Bhumika Arora is one of the definite break-out new faces this season. The hitherto unknown 27-year-old from a small town in India started with Alexander Wang and Marc Jacobs in New York, and followed it up with Gareth Pugh, Bottega Veneta, and Fendi.
With interviews with Bhumika and her team at The Society, Ray A. Smith constructs a thorough analysis of the strategy behind her success for The Wall Street Journal.
Here are our highlights:
Many models walk at fashion week. Only some make a name for themselves. Ms. Arora’s New York-based agency, the Society Management, has been preparing for months to get Ms. Arora noticed by influential casting directors, fashion stylists, and other industry taste makers.
“It’s really important to lay the groundwork,” says her New York agent, Christopher Michael. “Once you’ve built that, you can move on to the other arms of her career.”
Growing up in a small town in the state of Haryana, Ms.
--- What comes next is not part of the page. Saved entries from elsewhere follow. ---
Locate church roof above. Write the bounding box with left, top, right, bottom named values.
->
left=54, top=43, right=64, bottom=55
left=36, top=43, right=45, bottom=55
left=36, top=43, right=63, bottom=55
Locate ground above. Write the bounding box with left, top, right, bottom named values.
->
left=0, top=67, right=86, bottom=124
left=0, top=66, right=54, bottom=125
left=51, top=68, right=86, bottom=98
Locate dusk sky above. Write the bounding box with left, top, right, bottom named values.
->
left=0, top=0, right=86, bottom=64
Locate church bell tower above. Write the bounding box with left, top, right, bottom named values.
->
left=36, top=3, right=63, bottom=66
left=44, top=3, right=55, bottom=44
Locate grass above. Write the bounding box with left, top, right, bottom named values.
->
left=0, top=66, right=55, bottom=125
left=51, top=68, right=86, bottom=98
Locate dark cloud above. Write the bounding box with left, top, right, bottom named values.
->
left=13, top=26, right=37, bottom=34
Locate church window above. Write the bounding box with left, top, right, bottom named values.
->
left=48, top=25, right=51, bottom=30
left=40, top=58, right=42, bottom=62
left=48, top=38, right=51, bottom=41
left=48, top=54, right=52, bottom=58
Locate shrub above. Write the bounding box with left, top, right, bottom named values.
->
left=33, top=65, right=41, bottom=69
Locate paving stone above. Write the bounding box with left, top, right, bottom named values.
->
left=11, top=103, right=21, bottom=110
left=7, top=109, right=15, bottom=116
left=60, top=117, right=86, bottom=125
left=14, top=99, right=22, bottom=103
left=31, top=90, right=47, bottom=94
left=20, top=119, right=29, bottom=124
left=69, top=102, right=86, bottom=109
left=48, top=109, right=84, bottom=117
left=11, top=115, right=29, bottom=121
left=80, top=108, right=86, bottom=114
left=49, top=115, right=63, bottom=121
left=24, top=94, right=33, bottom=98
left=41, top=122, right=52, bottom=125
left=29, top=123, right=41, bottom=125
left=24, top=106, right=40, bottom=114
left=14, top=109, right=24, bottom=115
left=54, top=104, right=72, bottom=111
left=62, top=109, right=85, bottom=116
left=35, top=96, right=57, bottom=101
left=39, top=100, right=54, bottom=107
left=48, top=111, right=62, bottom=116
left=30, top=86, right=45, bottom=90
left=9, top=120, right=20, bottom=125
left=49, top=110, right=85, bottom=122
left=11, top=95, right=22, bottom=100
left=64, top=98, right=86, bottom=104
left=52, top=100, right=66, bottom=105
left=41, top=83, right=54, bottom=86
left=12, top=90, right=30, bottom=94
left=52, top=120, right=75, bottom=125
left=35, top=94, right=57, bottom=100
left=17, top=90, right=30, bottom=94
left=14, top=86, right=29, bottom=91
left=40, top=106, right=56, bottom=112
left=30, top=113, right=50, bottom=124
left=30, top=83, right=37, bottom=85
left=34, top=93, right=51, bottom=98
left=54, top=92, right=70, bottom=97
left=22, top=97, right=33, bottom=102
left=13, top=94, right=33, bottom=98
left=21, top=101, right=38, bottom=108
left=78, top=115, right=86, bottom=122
Arora was a tall, skinny girl. While some people teased her for looking “like a guy,” she says, others said she looked like a model. Ms. Arora sometimes started to watch fashion shows but then changed the channel. “I used to think I was really, really ugly,” she says. “So modeling couldn’t be my thing.” In her town’s conservative culture, nice girls weren’t models. Her parents objected any time she brought up the idea.
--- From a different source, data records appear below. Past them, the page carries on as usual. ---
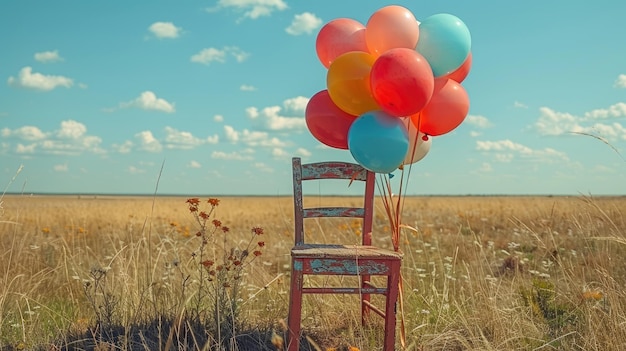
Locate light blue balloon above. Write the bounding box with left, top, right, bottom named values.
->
left=348, top=111, right=409, bottom=173
left=416, top=13, right=471, bottom=77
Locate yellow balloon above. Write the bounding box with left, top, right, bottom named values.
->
left=326, top=51, right=379, bottom=116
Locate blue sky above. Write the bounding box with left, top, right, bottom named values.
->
left=1, top=0, right=625, bottom=196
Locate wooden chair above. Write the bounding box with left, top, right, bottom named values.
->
left=287, top=157, right=403, bottom=351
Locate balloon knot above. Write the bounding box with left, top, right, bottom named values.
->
left=422, top=134, right=429, bottom=141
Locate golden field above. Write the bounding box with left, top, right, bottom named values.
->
left=1, top=194, right=626, bottom=350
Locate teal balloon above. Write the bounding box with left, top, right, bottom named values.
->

After she moved to a bigger town, Chandigarh, for college, she indulged her modeling fantasies through selfies. A friend submitted pictures of her to the “Model Watch” feature of a publication called “Cafe Beat” distributed at a local café. Ms. Arora was surprised to hear a few months later that the magazine had published her photo, placing it alongside three other young people it dubbed “steaming hot.” That convinced her—and helped convince her parents—that she could try modeling.
Ms. Arora started to pursue an M.B.A., but soon a photographer who had seen the published picture offered to take her first professional photos. Armed with those, she moved to Delhi and modeled there for a few years. She began sending out her pictures to agencies in Europe, including Elite Paris, in December 2013. The agency signed her soon after. Both Elite Paris and the Society Management are part of Elite World, a global network of agencies.
A team at the agency that includes Mr. Michael, the Society Management’s executive agent, helps Ms. Arora and other models with personal development, including finding a personal style and dressing for castings. The team also advises her on things like traveling around cities. They also guide her and other models on social-media activity. Ms. Arora currently has a relatively small presence on social media, with an Instagram account that lists nearly 1,700 followers and 63 posts. The agency hopes to increase her interaction with her audience.
While she was in Paris last February, Ms. Arora didn’t have a visa that would allow her to work in the U.S. But her agency was laying the groundwork for a future move. It introduced her to Anita Bitton, a well-known U.S.-based runway casting director who was in Paris. “We kept her on our radar of people we like,” Ms. Bitton says. The agency regularly updated Ms. Bitton—and it let her know when the model obtained her U.S. visa.
As the fall 2015 runway shows approached, the agency’s first big step was targeting a few big, high-impact shows for Ms. Arora. For her first New York Fashion Week, “we didn’t want to have an anticlimactic start,” said Mr. Michael. “We were really quite targeted in terms of where we wanted to begin with her in terms of our shows and where her first appearance would land.”
Ms. Arora started New York Fashion Week with a bang, making her runway debut at Alexander Wang’s show, one of the week’s must-see events. The casting director was Ms. Bitton. Ms. Bitton’s team requested that Ms. Arora not appear on any other runway before the show, which took place Feb. 14, two days after fashion week started. Ms. Bitton says the show had “a very strong point of view and one that Bhumika was a very key part of. We wanted to preserve that moment until she had walked our show.” Mr. Wang, the designer, says: “She exemplifies a unique look and I was immediately persuaded by her.”
Ms. Arora’s appearance in that show sparked interest from other casting directors, Mr. Michael said. Three days later, Ms. Arora walked in Vera Wang’s show. Vogue.com singled her out as No. 3 in its “7 Things We Loved Today” feature, writing: “Our hearts were stolen by a fresh face on the Vera Wang runway: the moody-eyed, sultry-lipped, and enviously angular Bhumika.”
Ms. Arora then walked on Anna Sui’s runway and closed out New York at Marc Jacobs, one of the most sought-after shows for a model. Ms. Bitton, the founder of New York City-based Establishment Casting, cast her for that show as well.
Mr. Michael had sent Ms. Arora’s model show card—which features her picture and details such as height and shoe size—to stylist Charlotte Stockdale while Ms. Stockdale was in New York. “She just blew me away,” says Ms. Stockdale, who styled the Fendi show and played a role in choosing models, in collaboration with the show’s casting agent.
After the show season ends, Mr. Michael hopes for Ms. Arora to make ”an impressive splash” in magazines and ad campaigns in the coming months. Mr. Michael, who is in Paris, meeting clients and supporting the models there, says several of the shows Ms. Arora walked in provided “a stamp of validation.”